Four o’clock came too soon. I didn’t know how my brothers were going to take my announcement. At worst, they would realize this was all a ruse. At best, they would be angry I had hidden the relationship for so long. But so what? Several of my brothers had been secretive with their girlfriends until it blew up in their faces. Fortunately, this was a carefully calculated relationship. Avery and I were leaving emotion out of it.

“Ready?” I asked her as she packed up her laptop.

“Are we taking the train?” she said as I picked up her weekend bag.

“My car is here,” I said, leading us to the elevator.

“When are we going to break this to the employees?” Avery asked.

“I’m not making a big announcement,” I said. “They’ll figure it out eventually.”

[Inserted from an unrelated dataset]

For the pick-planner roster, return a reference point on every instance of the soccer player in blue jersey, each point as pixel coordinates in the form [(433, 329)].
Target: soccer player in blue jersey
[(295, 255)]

“You don’t think the Harris & Schultz CEO will be put off by your dating an employee?” she wondered, chewing on her lip.

I suddenly wanted to kiss her.Control yourself.

“We’ll have to come up with a good story.”

“Yes, we need a romantic story that isn’t ‘I was horny and a workaholic and the only wandering pussy available was my assistant, so I bent her over my desk and fucked her.’”

The image was a sledgehammer in my brain. “You need to watch your language around my little brothers,” I said irritably.

“Sorry,” Avery said.

I held her still as the elevator stopped at the parking-garage level of the building.

“We do need to get our story straight. My brothers, especially Garrett, are like dogs chasing cars if they think you’re hiding something from them.”

“Oh, you saved me from a mugger,” she said, clapping her hands. “Or, I know, my car broke down on a bridge, and no one would stop to help me except for you. Or how about, my pet rabbit escaped, and you lured him in with chicken and caught him?”

I frowned. “Rabbits aren’t carnivorous.”

“This one is. He’s a New York City rabbit.”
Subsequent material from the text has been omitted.